Putting a new tax on electric vehicles without related concessions, as has been proposed in Victoria, New South Wales and South Australia, would likely face strong opposition and discourage Australians from purchasing zero and low emissions cars, a leaked intergovernmental document has shown.
The analysis of potential models for state based Road User Charges for electric vehicles, prepared for the ‘Board of Treasurers’ comprising representatives from each state and territory, shows:
- A new EV tax would likely ‘discourage EV uptake’ and ‘face strong opposition from industry and environmental stakeholders’
- Live GPS tracking of all electric vehicles is being considered as a way to monitor and charge for a variable, per kilometre usage fee.
- States were told to consider the need for legal advice around potential constitutionality issues relating to the tax.
- Designing and implementing an EV tax is likely to be ‘resource intensive’ and EV owners living near borders may be unfairly disadvantaged.
- ‘Responding to opposition from green vehicle industry’ is recorded as a ‘level 2’ priority that will require nationally coordinated approach.
“This document shows there are real risks associated with the introduction of a new tax on electric vehicles,” said Richie Merzian, Director of The Australia Institute’s Climate & Energy Program.
“Privacy issues, practical difficulties, constitutional concerns and discouraging the uptake of EVs are just a few of the problems highlighted in this discussion paper.
“EVs are a cleaner, quieter and safer transport alternative. Now is not the time to put a great big new tax on this emerging industry.
“There is an argument to be made for a broad and comprehensive charge that accounts for the pollution being emitted by every vehicle on the road, but simply putting a new tax on EVs would be a backwards step for Australia.
“This seems like an orchestrated attempt to punch down on the 20,000 Australians who have adopted clean, green technology which will help to reduce Australia’s transport emissions.

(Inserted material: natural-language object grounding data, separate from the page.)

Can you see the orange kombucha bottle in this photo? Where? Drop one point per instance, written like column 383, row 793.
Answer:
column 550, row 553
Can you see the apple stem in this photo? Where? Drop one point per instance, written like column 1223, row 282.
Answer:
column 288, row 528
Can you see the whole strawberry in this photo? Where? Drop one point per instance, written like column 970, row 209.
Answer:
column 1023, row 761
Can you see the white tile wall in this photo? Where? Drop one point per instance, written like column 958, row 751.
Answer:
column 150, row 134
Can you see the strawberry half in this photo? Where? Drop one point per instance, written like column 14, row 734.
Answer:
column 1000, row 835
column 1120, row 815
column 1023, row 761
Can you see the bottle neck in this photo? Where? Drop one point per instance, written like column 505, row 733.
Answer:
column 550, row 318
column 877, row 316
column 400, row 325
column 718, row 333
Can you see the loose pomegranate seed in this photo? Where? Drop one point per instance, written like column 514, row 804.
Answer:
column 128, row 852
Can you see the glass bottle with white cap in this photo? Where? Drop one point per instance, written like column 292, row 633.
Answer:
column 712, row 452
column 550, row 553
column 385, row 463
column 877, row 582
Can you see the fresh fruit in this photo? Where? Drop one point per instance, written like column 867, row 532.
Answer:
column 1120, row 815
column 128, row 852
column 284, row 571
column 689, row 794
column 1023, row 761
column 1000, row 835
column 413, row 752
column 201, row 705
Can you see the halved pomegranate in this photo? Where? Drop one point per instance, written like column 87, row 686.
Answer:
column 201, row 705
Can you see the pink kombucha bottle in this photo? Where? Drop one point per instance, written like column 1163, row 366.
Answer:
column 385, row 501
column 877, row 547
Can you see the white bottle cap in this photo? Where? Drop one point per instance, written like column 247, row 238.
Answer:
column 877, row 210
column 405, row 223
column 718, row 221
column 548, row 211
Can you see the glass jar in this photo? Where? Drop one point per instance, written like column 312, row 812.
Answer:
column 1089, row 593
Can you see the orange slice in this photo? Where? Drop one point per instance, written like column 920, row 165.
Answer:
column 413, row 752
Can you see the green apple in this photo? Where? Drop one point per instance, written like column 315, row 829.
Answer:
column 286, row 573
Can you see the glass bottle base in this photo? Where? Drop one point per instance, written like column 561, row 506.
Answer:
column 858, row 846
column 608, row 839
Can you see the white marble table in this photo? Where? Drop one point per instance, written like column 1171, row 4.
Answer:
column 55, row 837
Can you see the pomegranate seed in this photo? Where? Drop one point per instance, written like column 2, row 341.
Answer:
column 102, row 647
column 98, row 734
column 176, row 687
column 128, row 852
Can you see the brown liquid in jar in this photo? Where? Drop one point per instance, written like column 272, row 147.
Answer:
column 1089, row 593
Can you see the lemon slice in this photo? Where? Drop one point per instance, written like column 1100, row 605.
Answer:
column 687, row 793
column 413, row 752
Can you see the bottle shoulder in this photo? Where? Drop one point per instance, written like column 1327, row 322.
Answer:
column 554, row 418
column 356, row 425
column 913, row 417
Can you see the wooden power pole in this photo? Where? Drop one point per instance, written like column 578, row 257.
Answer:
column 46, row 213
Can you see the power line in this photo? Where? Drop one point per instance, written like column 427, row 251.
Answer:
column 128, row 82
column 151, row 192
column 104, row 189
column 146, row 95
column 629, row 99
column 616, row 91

“It is ironic that states with net zero emissions targets are now pulling the handbrake on reducing pollution from one of the highest emitting sections.
“It is particularly disappointing that the Victorian Government has been leading this secretive process over the last year. The question has to be asked, why were they developing this policy behind closed doors and why has there been no consultation with industry and interested stakeholders?
“Governments need to hit pause on this half-baked policy proposal and come back after undertaking proper consultation with industry representatives and the community.”